M. Christophe Béhar Je ne connais pas la quantité de plutonium militaire produite. Nous avons produit du plutonium civil de manière juste suffisante, étant entendu qu'il n'est pas envisagé d'utiliser du plutonium militaire pour entrer dans les RNR.

M. Thierry Dujardin. Les Américains construisent à Savannah River une installation pour fabriquer des combustibles pour des réacteurs civils, avec du plutonium d'origine militaire, dont quatre assemblages ont été fabriqués à Cadarache.

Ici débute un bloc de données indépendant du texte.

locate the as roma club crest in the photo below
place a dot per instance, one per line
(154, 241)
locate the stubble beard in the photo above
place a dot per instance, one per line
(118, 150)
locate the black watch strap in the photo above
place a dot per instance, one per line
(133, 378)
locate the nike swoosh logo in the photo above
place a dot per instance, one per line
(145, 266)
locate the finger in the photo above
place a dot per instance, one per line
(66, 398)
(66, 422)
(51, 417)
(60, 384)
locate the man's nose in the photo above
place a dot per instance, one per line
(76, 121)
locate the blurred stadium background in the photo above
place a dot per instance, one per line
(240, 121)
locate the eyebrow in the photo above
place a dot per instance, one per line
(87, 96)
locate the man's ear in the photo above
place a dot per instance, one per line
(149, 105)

M. Christophe Béhar. Cette réalisation se fait dans le cadre d'un projet spécifique de désarmement, avec équivalence entre la Russie et les Etats-Unis, où plusieurs têtes nucléaires ont été démantelées, libérant 34 tonnes de plutonium militaire. Ce plutonium peut-être utilisé aux Etats-Unis comme combustible de type Mox dans des réacteurs à eau légère. Notre problématique est différente.

En réponse à la question relative au cycle fermé, je veux souligner que les démonstrations ont été faites en partie. Avec Astrid, il faudra montrer qu'on est capable de recycler n fois le plutonium sur une taille beaucoup plus importante qu'antérieurement. Avec Phénix, on a été amenés à recycler deux à trois fois le plutonium. Avec Astrid, il s'agit de supprimer l'intégralité du plutonium entré.

M. Bruno Sido, sénateur, premier vice-président, rapporteur. Mesdames, Messieurs, je vous remercie.